Aansprakelijkheid voor restschade door beroepsziekte PTSS van politieambtenaar

In deze zaak heeft de Rechtbank Limburg op 2 januari 2020 uitspraak gedaan in een geschil tussen eiseres, een politieambtenaar, en de korpschef van Politie over de aansprakelijkheid voor restschade voortvloeiend uit haar beroepsziekte, posttraumatische stress-stoornis (PTSS). Eiseres had eerder een beroep gedaan op schadevergoeding na het afwijzen van haar aansprakelijkstelling door de korpschef. De rechtbank oordeelde dat het buitensporigheidsvereiste van toepassing is bij de beoordeling van de aansprakelijkheid voor de gestelde restschade. Eiseres had in haar beroep aangevoerd dat de korpschef onvoldoende nazorg had verleend na twee traumatische incidenten in 2001 en 2011, waarbij zij betrokken was als hulpverlener. De rechtbank concludeerde dat de korpschef zijn zorgplicht had nageleefd en dat de incidenten niet als buitensporig konden worden aangemerkt. De rechtbank verwierp de stellingen van eiseres dat de buitensporigheidsvereiste niet van toepassing was en dat er sprake was van slecht werkgeverschap. De rechtbank verklaarde het beroep ongegrond en wees de verzoeken van eiseres af.

Uitspraak

RECHTBANK limburg

Zittingsplaats Maastricht
Bestuursrecht
zaaknummer: AWB/ROE 18/1963

uitspraak van de meervoudige kamer van 2 januari 2020 in de zaak tussen

[eiseres]

(gemachtigde: mr. L. Meys),
en

De korpschef van Politie, verweerder

(gemachtigde: mr. E.P. Ceulen).

Procesverloop

Bij besluit van 9 oktober 2017 (het primaire besluit) heeft verweerder onder meer de aansprakelijkstelling door eiseres voor restschade voortvloeiend uit haar beroepsziekte posttraumatische stress-stoornis (PTSS) afgewezen.
Bij besluit van 12 juli 2018 (het bestreden besluit) heeft verweerder het bezwaar van eiseres tegen het primaire besluit ongegrond verklaard.
Eiseres heeft tegen het bestreden besluit beroep ingesteld.
Verweerder heeft een verweerschrift ingediend.
Het onderzoek ter zitting heeft plaatsgevonden op 10 oktober 2019. Eiseres is verschenen, bijgestaan door haar gemachtigde. Verweerder heeft zich laten vertegenwoordigen door zijn gemachtigde en mevrouw Sedighu.

Overwegingen

1. Eiseres was sinds 1991 in dienst van verweerder, laatstelijk in de functie van medewerker [functienaam] in het district [districtsnaam] .
2. Eiseres is op 31 maart 2001 geconfronteerd met een verkeersongval in Vilt, waarbij drie inzittenden op slag dood waren en een vierde zwaar gewond raakte. Op 15 oktober 2011 werd eiseres geconfronteerd met een treinongeval, waarbij een auto op een spoorwegovergang werd gegrepen door een intercitytrein en twee personen om het leven zijn gekomen.
3. Op 12 maart 2012 is eiseres voor haar toenmalige werkzaamheden uitgevallen wegens psychische klachten.
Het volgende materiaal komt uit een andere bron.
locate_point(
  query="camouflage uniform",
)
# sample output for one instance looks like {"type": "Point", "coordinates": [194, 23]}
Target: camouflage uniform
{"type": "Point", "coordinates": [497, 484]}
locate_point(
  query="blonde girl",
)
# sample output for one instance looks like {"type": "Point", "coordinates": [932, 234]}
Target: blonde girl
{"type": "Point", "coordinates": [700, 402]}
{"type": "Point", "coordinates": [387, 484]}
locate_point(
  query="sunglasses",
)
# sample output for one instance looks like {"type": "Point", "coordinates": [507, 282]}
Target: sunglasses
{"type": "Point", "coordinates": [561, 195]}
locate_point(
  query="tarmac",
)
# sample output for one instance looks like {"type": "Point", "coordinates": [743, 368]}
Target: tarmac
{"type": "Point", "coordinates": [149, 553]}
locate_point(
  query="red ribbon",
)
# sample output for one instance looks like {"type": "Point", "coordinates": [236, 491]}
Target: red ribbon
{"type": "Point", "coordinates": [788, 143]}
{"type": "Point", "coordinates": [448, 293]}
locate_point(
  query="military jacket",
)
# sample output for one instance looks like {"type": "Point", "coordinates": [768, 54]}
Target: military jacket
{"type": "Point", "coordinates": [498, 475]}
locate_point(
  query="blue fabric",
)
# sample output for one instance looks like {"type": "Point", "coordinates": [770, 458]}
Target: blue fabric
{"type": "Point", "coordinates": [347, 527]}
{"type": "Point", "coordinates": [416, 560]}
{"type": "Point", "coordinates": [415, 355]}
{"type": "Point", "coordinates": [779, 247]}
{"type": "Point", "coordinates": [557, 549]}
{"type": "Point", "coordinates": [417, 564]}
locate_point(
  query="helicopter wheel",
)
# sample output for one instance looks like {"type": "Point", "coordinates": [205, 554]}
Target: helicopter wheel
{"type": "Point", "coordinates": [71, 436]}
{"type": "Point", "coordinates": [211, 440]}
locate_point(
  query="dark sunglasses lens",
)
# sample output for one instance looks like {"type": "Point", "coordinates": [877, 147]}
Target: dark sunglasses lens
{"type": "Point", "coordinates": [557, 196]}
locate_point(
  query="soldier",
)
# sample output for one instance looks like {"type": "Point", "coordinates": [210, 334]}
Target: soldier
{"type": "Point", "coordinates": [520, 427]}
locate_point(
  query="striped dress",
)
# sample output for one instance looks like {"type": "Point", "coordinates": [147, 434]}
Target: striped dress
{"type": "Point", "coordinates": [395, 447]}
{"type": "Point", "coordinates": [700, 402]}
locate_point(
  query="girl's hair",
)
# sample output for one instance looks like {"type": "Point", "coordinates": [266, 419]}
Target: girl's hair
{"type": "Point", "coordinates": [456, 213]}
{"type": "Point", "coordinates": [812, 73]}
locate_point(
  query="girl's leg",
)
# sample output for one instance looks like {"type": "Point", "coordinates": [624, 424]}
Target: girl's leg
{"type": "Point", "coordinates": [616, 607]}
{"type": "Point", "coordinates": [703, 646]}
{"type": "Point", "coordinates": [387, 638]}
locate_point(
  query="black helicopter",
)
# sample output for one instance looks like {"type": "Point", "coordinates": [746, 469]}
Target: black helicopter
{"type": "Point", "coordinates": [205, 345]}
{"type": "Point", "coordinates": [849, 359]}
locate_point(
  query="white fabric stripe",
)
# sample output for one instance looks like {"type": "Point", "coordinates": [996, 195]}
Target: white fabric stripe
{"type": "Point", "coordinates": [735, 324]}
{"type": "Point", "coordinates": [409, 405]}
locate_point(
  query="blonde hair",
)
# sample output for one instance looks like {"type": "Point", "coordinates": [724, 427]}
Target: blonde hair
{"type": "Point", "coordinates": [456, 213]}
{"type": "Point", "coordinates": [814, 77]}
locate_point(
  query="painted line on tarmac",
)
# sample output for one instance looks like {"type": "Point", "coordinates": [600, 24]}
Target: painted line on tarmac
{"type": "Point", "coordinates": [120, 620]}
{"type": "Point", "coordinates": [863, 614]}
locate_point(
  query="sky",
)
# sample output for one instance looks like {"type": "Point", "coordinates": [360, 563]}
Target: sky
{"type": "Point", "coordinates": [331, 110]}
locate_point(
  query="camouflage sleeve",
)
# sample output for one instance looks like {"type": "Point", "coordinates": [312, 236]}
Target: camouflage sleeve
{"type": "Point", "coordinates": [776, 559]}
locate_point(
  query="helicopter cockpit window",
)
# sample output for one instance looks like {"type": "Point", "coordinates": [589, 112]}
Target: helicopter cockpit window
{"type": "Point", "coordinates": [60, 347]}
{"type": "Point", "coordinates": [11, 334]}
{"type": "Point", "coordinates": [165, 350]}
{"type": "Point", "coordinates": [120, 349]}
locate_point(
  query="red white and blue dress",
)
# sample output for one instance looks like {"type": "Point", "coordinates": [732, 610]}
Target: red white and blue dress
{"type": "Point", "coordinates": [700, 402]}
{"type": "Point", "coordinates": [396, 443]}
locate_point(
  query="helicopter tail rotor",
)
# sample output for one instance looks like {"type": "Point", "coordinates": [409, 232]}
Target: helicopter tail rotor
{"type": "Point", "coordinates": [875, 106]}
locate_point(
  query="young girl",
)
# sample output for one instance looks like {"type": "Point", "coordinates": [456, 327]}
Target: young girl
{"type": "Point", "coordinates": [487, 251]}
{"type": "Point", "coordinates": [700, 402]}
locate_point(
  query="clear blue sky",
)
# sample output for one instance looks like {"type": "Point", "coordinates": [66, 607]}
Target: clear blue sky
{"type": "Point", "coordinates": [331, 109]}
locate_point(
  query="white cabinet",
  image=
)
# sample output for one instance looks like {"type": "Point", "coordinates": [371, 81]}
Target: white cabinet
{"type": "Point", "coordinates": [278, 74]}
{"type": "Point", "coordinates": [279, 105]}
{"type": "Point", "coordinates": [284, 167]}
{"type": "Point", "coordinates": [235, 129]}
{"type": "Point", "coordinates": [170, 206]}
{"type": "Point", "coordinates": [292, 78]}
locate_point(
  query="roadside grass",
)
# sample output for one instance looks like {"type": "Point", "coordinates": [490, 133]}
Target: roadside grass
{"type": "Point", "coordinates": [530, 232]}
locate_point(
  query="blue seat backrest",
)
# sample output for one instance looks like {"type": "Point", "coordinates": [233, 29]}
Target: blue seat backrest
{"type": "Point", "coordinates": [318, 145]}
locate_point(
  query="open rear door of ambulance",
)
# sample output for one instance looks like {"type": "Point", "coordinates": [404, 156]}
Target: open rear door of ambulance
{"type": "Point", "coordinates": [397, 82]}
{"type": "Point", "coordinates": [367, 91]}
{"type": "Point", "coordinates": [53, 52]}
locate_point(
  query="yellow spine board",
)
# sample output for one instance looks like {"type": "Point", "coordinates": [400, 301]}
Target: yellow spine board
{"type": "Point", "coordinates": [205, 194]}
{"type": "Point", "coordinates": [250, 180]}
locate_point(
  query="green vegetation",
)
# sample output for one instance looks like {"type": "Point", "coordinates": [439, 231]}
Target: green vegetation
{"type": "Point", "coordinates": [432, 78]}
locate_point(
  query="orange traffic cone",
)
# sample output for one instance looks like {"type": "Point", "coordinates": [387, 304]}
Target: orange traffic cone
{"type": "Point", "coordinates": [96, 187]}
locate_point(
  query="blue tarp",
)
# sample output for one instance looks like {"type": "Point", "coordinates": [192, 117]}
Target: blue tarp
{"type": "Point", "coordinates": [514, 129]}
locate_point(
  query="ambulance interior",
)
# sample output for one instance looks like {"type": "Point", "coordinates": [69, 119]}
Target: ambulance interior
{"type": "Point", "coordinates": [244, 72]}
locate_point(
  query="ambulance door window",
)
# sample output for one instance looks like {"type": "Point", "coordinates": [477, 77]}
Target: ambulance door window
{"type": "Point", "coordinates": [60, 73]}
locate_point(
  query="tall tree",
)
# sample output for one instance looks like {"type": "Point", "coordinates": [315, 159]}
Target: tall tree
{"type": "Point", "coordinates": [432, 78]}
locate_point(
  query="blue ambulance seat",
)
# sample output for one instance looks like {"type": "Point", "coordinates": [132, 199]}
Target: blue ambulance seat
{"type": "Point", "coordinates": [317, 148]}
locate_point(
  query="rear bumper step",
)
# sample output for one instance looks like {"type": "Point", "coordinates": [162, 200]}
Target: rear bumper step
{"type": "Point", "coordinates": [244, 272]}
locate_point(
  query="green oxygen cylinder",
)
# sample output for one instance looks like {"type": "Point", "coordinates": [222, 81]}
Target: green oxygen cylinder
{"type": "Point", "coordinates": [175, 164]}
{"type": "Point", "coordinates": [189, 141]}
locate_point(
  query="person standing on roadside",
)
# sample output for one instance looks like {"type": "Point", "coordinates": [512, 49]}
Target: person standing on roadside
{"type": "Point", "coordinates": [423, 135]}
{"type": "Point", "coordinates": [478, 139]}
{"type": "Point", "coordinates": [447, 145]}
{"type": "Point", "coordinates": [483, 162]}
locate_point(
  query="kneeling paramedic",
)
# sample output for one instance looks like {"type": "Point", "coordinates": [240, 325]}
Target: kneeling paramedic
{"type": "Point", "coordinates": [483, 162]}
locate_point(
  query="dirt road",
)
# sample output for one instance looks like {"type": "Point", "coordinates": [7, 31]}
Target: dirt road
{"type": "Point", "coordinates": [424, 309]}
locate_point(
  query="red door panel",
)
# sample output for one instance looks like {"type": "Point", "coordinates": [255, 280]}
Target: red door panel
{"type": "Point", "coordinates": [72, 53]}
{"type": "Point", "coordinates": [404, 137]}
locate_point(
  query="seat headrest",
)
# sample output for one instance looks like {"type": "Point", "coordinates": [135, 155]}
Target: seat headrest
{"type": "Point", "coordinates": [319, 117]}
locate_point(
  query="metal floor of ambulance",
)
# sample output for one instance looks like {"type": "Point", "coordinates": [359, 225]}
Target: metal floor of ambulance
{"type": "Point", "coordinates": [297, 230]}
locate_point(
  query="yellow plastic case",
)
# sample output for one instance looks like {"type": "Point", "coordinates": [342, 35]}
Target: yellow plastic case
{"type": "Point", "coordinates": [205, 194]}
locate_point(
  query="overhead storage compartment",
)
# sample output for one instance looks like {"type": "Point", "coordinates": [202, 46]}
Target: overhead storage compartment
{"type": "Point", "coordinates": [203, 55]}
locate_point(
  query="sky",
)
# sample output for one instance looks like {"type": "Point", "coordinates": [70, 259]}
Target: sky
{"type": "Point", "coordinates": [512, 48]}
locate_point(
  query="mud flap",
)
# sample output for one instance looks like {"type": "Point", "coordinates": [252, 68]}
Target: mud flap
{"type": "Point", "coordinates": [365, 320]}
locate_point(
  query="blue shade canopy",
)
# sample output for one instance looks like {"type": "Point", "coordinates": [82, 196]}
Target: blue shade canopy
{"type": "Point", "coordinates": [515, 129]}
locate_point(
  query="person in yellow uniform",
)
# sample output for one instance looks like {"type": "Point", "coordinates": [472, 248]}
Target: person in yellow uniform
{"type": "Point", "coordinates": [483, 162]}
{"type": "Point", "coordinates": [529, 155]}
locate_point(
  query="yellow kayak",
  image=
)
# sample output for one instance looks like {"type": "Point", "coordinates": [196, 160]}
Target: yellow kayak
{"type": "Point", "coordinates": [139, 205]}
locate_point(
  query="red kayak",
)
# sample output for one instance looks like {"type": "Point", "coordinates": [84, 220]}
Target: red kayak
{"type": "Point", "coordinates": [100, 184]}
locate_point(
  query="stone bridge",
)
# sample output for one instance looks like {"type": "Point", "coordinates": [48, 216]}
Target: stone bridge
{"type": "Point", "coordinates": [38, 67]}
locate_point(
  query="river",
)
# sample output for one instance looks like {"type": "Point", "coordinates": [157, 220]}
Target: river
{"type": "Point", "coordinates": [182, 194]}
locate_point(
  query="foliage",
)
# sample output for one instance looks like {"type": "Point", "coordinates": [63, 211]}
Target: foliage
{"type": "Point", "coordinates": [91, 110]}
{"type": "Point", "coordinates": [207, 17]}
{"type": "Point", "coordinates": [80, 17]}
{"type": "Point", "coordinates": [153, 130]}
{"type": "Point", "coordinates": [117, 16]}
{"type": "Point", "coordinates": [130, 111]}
Vlak voor deze ziekmelding is de diagnose PTSS bij eiseres gesteld.
4. Bij besluit van 7 januari 2014 heeft verweerder de bij eiseres aanwezige ziekte aangemerkt als een beroepsziekte in de zin van artikel 1, onder y, van het Besluit algemene rechtspositie politie (het Barp). Uit dit besluit is af te leiden dat de PTTS-klachten van eiseres hun oorzaak vinden in traumatische gebeurtenissen, waaraan eiseres in haar werksituatie is blootgesteld.
5. Bij besluit van 12 februari 2014 heeft het Uitvoeringsinstituut werknemersverzekeringen (Uwv) met ingang van 10 maart 2014 een WGA-uitkering ingevolge de Wet werk en inkomen naar arbeidsvermogen (WIA) toegekend, berekend naar een mate van arbeidsongeschiktheid van 70%.
6. Bij besluit van 26 november 2014 is eiseres op grond van artikel 94, eerste lid, sub e, van het Barp met ingang van 1 januari 2015 eervol ontslag verleend vanwege ongeschiktheid tot het verrichten van arbeid als gevolg van ziekte.
7. Bij brief van 1 juni 2015 heeft eiseres aan verweerder medegedeeld dat zij aanspraak maakt op vergoedingen, zoals neergelegd in artikel 54 en artikel 54a van het Barp, als gevolg van een tweetal traumatische gebeurtenissen en vanwege tekortschietende nazorg. Eiseres stelt zich op het standpunt dat verweerder haar onvoldoende nazorg heeft verleend na het zeer heftig verkeersongeval in Vilt in 2001 en het treinincident in 2011, zoals hiervoor vermeld onder rechtsoverweging 2. Eiseres houdt verweerder aansprakelijk voor restschade (dat wil zeggen schade die niet wordt vergoed op basis van het Barp), zoals volledig smartengeld, verlies aan arbeidsvermogen, huishoudelijke hulp, et cetera.
8. Bij besluit van 30 juni 2016 is aan eiseres op grond van de Coulanceregeling PTSS politie (van 4 september 2014) een bedrag van € 128.832,00 netto toegekend als smartengeld. Vervolgens heeft verweerder het primaire besluit genomen, waarbij het verzoek van eiseres voor vergoeding van de restschade is afgewezen, omdat – kort gezegd – niet is voldaan aan de (in de jurisprudentie gestelde) “buitensporigheidseis” met betrekking tot de werkomstandigheden.
9. Bij het bestreden besluit heeft verweerder zijn standpunt in het primaire besluit gehandhaafd. Het bezwaar tegen het primaire besluit is dan ook ongegrond verklaard. Volgens verweerder is in het primaire besluit terecht aangenomen dat het buitensporigheidsvereiste een rol speelt bij de beoordeling van de aansprakelijkheid van de politie als overheidswerkgever. De Toetsingscommissie Buitensporigheid (de Toetsingscommissie) is naar de mening van verweerder op basis van zorgvuldig onderzoek gemotiveerd tot het oordeel gekomen dat in het geval van eiseres tijdens de ongevallen in 2001 en 2011 van buitensporige werkomstandigheden geen sprake was. Na zorgvuldig onderzoek en op basis van de verklaringen van eiseres is vastgesteld dat de politie heeft voldaan aan haar verplichtingen om na de beide ongevallen laagdrempelig nazorg aan te bieden. Hiermee heeft de politie voldaan aan haar zorgplicht, aldus verweerder. Ook heeft de politie volgens verweerder voldoende voldaan aan haar verplichtingen tot re-integratie.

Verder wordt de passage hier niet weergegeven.